Beats is adding a sixth color to its woven USB-C cable lineup: Power Pink, available to order starting July 8 from Apple.com and Apple Stores, with Target availability beginning July 12. USB-C has shifted from a purely technical specification into a style category, one Apple is successfully monetizing at $18.99 to $29.99 per cable.
Three Power Pink variants are available:
- USB-C to USB-C (1.5 m / 5 ft) supporting charging up to 60W, priced at $18.99
- USB-C to USB-C (3 m / 10 ft) supporting charging up to 240W, priced at $29.99
- USB-A to USB-C (1.5 m / 5 ft) supporting charging up to 15W on select iPhone and iPad models, priced at $18.99
All three support USB 2.0 data speeds and feature a woven design for durability. The cables join Bolt Black, Surge Stone, Nitro Navy, and Rapid Red, four colors released earlier in 2026 in 3-meter USB-C to USB-C configurations, as part of Beats’ expanding woven cable palette that launched in April 2025.
The Power Pink launch shows how Apple has turned a commodity accessory into a coordinated system play. With iPhone, iPad, MacBook, and Beats products all shipping with USB-C, the cable itself is now a visible design element. A user with a Power Pink iPhone can match their charging cable to their device, deepening the psychological and aesthetic attachment to Apple’s ecosystem. The pricing works because the premium is modest, $18.99 for a 1.5-meter cable is only marginally higher than generic alternatives, while the brand positioning and woven construction justify the cost.
This expansion is part of a larger Beats accessory strategy.

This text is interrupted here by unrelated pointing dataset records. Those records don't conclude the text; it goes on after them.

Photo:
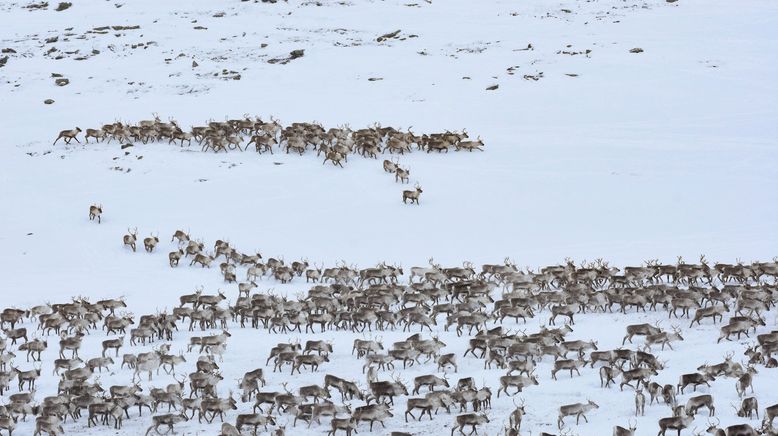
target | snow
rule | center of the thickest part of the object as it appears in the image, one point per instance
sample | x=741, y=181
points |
x=670, y=152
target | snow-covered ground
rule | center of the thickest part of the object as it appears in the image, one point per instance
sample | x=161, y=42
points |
x=619, y=155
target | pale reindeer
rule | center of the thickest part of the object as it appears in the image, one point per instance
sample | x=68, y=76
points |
x=98, y=134
x=68, y=135
x=578, y=410
x=401, y=175
x=389, y=166
x=621, y=431
x=412, y=195
x=131, y=237
x=335, y=157
x=95, y=211
x=151, y=242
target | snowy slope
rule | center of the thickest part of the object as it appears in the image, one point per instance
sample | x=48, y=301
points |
x=652, y=155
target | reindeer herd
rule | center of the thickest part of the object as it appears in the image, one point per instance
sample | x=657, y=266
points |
x=486, y=308
x=334, y=144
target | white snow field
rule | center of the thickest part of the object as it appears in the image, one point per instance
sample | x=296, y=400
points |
x=624, y=156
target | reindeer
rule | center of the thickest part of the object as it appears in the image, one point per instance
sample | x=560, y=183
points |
x=28, y=377
x=413, y=196
x=174, y=257
x=695, y=403
x=372, y=413
x=640, y=403
x=664, y=338
x=745, y=381
x=674, y=423
x=695, y=379
x=168, y=419
x=516, y=381
x=131, y=237
x=335, y=157
x=68, y=135
x=431, y=381
x=95, y=211
x=732, y=430
x=388, y=389
x=566, y=364
x=14, y=334
x=151, y=242
x=203, y=260
x=578, y=410
x=70, y=343
x=640, y=330
x=748, y=407
x=470, y=145
x=471, y=419
x=301, y=360
x=621, y=431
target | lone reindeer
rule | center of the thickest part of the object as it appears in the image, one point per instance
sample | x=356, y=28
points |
x=412, y=195
x=95, y=211
x=68, y=135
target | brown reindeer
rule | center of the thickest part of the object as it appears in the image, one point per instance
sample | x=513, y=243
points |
x=68, y=135
x=150, y=243
x=95, y=211
x=131, y=237
x=412, y=195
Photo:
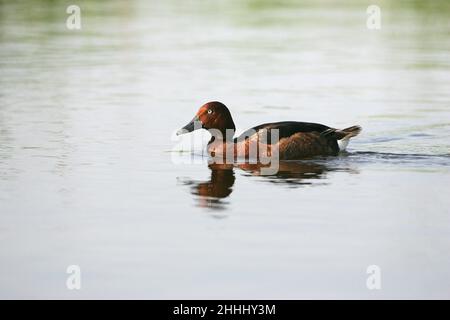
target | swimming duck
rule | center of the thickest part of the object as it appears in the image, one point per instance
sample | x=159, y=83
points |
x=296, y=140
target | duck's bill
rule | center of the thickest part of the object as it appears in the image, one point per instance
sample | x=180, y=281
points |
x=195, y=124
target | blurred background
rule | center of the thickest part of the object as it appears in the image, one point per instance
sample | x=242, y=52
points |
x=91, y=173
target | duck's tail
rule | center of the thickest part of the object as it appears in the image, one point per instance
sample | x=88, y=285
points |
x=348, y=133
x=343, y=135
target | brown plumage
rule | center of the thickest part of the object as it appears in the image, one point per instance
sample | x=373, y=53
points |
x=296, y=140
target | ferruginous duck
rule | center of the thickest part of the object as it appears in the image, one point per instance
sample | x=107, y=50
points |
x=296, y=140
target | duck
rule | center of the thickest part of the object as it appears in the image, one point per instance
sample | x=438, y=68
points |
x=295, y=141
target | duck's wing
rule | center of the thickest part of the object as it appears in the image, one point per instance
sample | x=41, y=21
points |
x=286, y=129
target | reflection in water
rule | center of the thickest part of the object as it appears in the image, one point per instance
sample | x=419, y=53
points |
x=210, y=194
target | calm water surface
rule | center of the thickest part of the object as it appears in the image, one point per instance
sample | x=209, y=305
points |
x=91, y=172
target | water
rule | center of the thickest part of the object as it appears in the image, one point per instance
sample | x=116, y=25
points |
x=91, y=172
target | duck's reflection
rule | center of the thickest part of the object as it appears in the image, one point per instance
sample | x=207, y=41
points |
x=212, y=193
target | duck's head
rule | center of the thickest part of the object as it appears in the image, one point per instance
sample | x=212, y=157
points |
x=212, y=115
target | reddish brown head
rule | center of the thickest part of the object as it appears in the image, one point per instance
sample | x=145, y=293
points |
x=212, y=115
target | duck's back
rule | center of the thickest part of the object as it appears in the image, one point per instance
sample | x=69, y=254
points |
x=297, y=140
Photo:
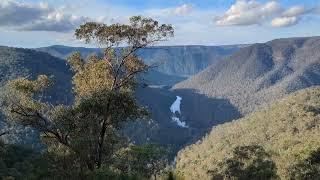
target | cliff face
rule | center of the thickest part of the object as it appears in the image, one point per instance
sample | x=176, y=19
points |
x=261, y=73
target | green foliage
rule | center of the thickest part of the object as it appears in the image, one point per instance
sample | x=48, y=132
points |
x=288, y=130
x=308, y=168
x=85, y=136
x=246, y=163
x=18, y=162
x=146, y=160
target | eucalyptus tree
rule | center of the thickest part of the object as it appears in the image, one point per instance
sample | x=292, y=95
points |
x=87, y=130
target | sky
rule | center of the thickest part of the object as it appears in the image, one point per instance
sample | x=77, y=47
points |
x=39, y=23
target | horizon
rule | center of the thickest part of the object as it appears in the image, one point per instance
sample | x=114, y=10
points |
x=42, y=23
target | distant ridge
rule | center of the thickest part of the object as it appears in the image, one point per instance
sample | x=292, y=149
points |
x=261, y=73
x=182, y=61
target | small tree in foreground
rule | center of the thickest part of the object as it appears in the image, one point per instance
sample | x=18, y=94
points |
x=87, y=131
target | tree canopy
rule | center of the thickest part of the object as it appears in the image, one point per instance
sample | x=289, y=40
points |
x=87, y=131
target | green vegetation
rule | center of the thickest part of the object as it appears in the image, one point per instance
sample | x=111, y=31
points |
x=83, y=139
x=247, y=162
x=308, y=168
x=288, y=130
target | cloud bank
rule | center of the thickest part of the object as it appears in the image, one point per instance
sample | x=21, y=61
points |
x=251, y=12
x=36, y=17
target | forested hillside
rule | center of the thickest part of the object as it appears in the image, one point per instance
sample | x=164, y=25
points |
x=288, y=130
x=261, y=73
x=180, y=61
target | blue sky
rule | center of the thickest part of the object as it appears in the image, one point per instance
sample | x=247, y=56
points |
x=36, y=23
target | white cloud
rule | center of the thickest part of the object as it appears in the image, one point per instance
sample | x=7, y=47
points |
x=182, y=10
x=36, y=17
x=291, y=16
x=295, y=11
x=250, y=12
x=284, y=21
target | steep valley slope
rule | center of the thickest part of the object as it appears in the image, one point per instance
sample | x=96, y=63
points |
x=288, y=130
x=261, y=73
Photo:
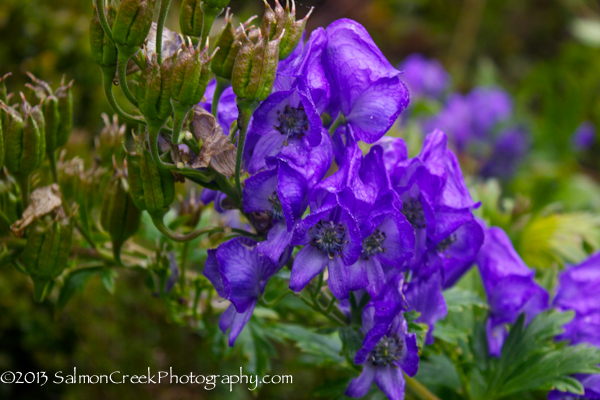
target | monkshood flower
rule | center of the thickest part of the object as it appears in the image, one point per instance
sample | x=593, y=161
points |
x=331, y=238
x=584, y=136
x=435, y=198
x=239, y=275
x=227, y=111
x=305, y=64
x=579, y=290
x=509, y=287
x=365, y=88
x=424, y=77
x=284, y=118
x=282, y=194
x=591, y=384
x=388, y=349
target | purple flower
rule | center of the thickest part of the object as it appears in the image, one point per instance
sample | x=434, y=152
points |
x=331, y=238
x=282, y=194
x=584, y=136
x=365, y=88
x=509, y=286
x=579, y=290
x=591, y=384
x=424, y=77
x=284, y=118
x=227, y=107
x=239, y=275
x=388, y=349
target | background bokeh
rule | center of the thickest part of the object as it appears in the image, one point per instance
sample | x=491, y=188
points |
x=545, y=53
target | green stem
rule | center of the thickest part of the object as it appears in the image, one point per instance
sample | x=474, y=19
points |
x=160, y=225
x=102, y=16
x=125, y=53
x=340, y=120
x=23, y=182
x=107, y=78
x=418, y=389
x=222, y=84
x=160, y=24
x=52, y=160
x=245, y=108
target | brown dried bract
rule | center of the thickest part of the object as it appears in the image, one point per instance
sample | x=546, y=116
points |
x=217, y=150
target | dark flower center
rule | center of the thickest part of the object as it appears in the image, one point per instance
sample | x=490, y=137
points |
x=276, y=211
x=444, y=244
x=329, y=237
x=373, y=244
x=292, y=122
x=413, y=211
x=386, y=351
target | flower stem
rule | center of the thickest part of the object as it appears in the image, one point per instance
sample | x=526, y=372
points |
x=107, y=78
x=160, y=24
x=102, y=16
x=160, y=225
x=125, y=53
x=246, y=109
x=418, y=389
x=222, y=84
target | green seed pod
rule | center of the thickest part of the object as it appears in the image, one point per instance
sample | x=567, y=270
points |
x=119, y=217
x=52, y=119
x=133, y=22
x=151, y=188
x=229, y=42
x=288, y=28
x=189, y=77
x=64, y=94
x=191, y=18
x=154, y=94
x=104, y=50
x=24, y=143
x=46, y=253
x=255, y=68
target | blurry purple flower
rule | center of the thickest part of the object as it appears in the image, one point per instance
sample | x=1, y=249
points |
x=365, y=88
x=509, y=286
x=424, y=77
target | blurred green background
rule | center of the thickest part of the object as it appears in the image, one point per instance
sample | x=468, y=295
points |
x=545, y=53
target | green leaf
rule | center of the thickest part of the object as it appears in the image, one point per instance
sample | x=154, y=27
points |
x=457, y=300
x=325, y=348
x=74, y=283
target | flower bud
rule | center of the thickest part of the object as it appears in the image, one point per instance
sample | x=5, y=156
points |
x=46, y=253
x=152, y=188
x=189, y=77
x=191, y=18
x=229, y=42
x=133, y=22
x=154, y=90
x=119, y=217
x=24, y=142
x=104, y=50
x=286, y=21
x=255, y=68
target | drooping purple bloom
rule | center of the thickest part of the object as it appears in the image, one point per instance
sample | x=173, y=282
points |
x=227, y=111
x=388, y=349
x=509, y=287
x=239, y=275
x=424, y=77
x=282, y=194
x=579, y=290
x=365, y=88
x=584, y=136
x=284, y=118
x=591, y=384
x=331, y=238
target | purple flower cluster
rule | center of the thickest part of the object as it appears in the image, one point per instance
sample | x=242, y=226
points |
x=396, y=229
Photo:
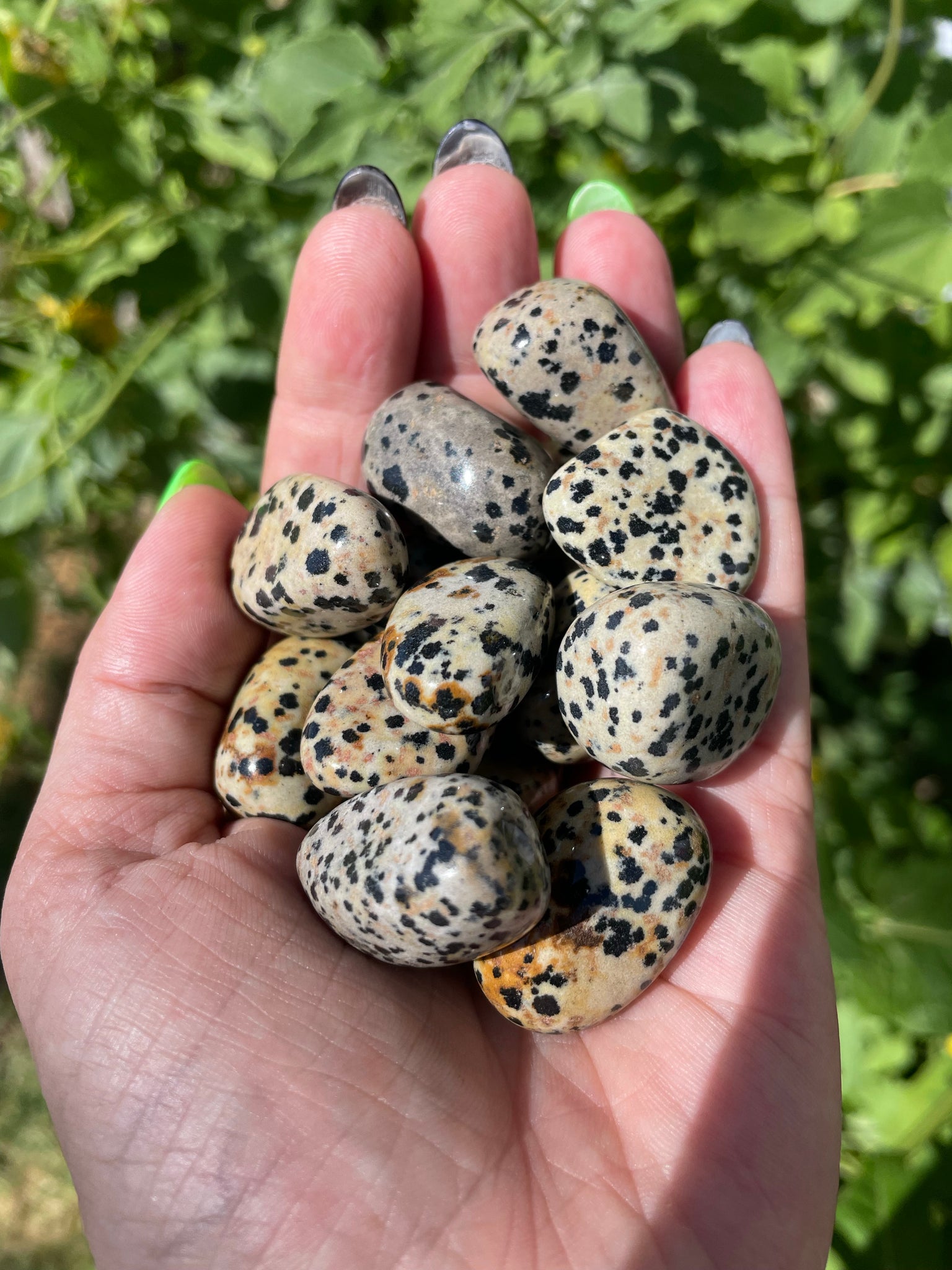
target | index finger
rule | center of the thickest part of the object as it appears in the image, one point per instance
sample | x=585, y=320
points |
x=350, y=340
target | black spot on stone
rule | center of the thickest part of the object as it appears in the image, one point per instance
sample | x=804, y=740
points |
x=394, y=483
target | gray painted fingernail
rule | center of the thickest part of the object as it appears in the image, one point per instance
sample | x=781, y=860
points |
x=728, y=332
x=471, y=141
x=369, y=186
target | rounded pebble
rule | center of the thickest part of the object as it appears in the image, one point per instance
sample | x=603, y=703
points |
x=658, y=500
x=430, y=871
x=469, y=475
x=630, y=871
x=316, y=557
x=564, y=355
x=578, y=591
x=539, y=723
x=462, y=648
x=668, y=682
x=355, y=738
x=258, y=766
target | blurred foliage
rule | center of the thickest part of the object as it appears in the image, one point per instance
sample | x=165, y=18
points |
x=161, y=164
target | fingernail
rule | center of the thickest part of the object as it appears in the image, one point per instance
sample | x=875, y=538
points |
x=471, y=141
x=598, y=196
x=369, y=186
x=728, y=333
x=192, y=473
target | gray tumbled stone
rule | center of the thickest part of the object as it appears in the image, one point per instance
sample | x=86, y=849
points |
x=428, y=871
x=466, y=474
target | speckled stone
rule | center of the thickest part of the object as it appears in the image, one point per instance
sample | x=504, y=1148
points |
x=316, y=557
x=521, y=770
x=578, y=591
x=258, y=763
x=564, y=355
x=658, y=500
x=668, y=681
x=539, y=723
x=462, y=648
x=355, y=738
x=427, y=873
x=630, y=871
x=469, y=475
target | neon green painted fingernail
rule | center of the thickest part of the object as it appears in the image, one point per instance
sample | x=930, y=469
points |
x=598, y=196
x=192, y=473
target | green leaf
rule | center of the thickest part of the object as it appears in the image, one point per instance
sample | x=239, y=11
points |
x=583, y=106
x=764, y=226
x=627, y=102
x=333, y=143
x=771, y=63
x=17, y=598
x=311, y=71
x=824, y=13
x=867, y=380
x=20, y=454
x=862, y=600
x=931, y=155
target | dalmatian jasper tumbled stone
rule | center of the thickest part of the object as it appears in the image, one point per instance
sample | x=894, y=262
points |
x=578, y=591
x=539, y=723
x=668, y=681
x=258, y=766
x=630, y=871
x=656, y=500
x=355, y=738
x=462, y=648
x=430, y=871
x=469, y=475
x=316, y=557
x=564, y=355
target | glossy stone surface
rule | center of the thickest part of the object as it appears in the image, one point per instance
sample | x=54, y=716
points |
x=258, y=763
x=539, y=723
x=630, y=871
x=466, y=474
x=462, y=648
x=658, y=500
x=355, y=738
x=578, y=591
x=316, y=557
x=564, y=355
x=669, y=681
x=430, y=871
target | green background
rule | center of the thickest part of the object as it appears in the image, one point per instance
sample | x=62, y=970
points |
x=161, y=166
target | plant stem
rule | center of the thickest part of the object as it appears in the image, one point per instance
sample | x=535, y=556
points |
x=880, y=78
x=858, y=184
x=19, y=117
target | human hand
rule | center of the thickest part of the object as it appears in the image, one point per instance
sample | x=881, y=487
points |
x=232, y=1086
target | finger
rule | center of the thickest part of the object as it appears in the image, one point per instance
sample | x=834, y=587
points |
x=133, y=762
x=350, y=340
x=477, y=241
x=759, y=809
x=622, y=255
x=728, y=389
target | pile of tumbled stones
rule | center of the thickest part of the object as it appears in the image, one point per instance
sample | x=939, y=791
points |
x=484, y=618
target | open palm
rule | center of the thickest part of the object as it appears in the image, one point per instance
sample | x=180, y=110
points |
x=232, y=1085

Since Apple acquired Beats in 2014, the brand has gradually extended beyond audio equipment into adjacent categories. The woven cable line launched in 2025, and Power Pink suggests that strategy is working and will likely continue. Accessories face less direct competition than Beats’ core headphone products and enjoy higher margins.
However, Beats’ color palette makes cables more visually distinctive while doing nothing to solve USB-C’s underlying problem: the lack of visual consistency around wattage and protocol support. A user shopping for a USB-C cable cannot tell by looking whether it supports 15W, 60W, or 240W charging, or whether it carries a Thunderbolt connection. Beats’ woven design and color options are genuine improvements over flimsy plastic cables, but they obscure rather than clarify the technical trade-offs. The Power Pink cable is prettier, not more informative.